About Fremont General

Prior to the closing referenced above, Fremont General Corporation has been a financial services holding company with $8.8 billion in total assets, at September 30, 2007. The Company was engaged in deposit gathering through a retail branch network located in the coastal and Central Valley regions of Southern California through its wholly-owned bank subsidiary, Fremont Investment & Loan. Fremont Investment & Loan funded its operations primarily through deposit accounts sourced through its 22 retail banking branches which were insured up to the maximum legal limit by the FDIC.

To find out more about Fremont General, or to subscribe to the Company's email alert feature for notification of Company news and events, please visit .

Regulatory Filings

The Company's periodic reports as filed with the Securities and Exchange Commission ("SEC") can be accessed at and on the EDGAR's section of the SEC's website at .

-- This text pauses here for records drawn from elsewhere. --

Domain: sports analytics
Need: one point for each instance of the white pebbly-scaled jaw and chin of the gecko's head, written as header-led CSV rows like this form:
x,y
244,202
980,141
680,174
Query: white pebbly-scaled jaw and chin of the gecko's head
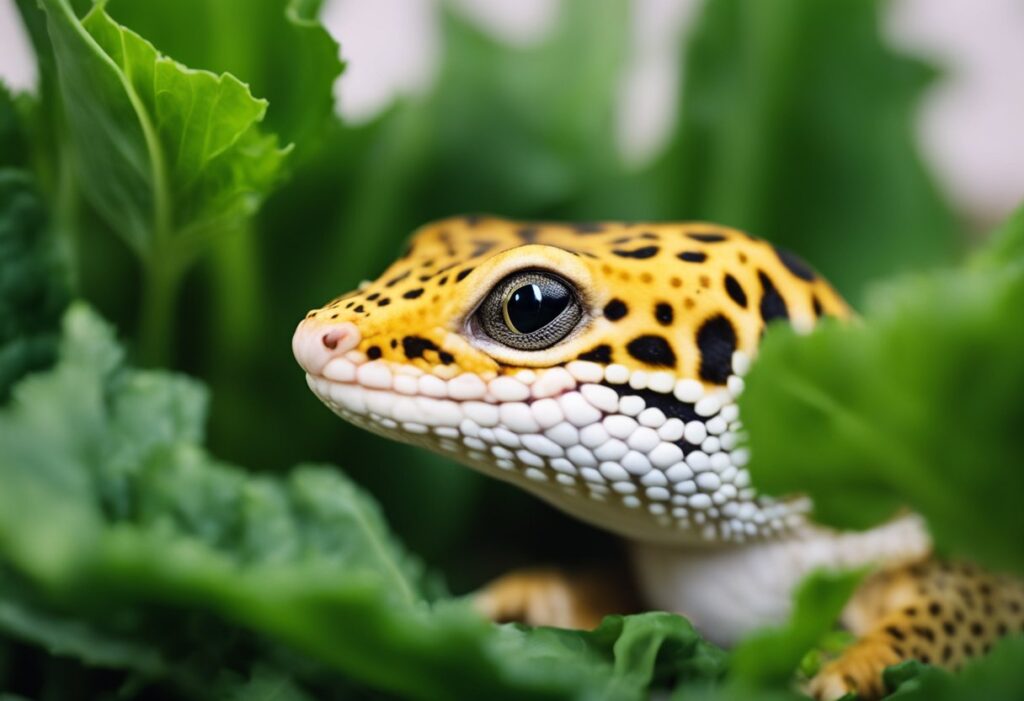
x,y
648,456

Forward-Looking Statements

This news release may contain "forward-looking statements" within the meaning of Section 27A of the Securities Act of 1933 and Section 21E of the Securities Exchange Act of 1934, and are made pursuant to the safe harbor provisions of the Private Securities Litigation Reform Act of 1995. Such forward-looking statements are based upon current expectations and beliefs of the Company and its subsidiaries. These statements and the Company's reported results herein are not guarantees of future performance or results and there can be no assurance that actual developments and economic performance will be those anticipated by the Company. Actual developments and/or results may differ significantly and adversely from historical results and those anticipated by the Company for the fiscal year ending December 31, 2008 as a result of various factors which are set forth in the Company's Annual Report on Form 10-K for the year ended December 31, 2006, Quarterly Reports on Form 10-Q, and its reports on Form 8-K and other documents filed by the Company with the SEC from time to time. The Company does not undertake to update or revise forward-looking statements to reflect the impact of circumstances or events that arise after the date the forward-looking statements are made, except as required under applicable securities laws.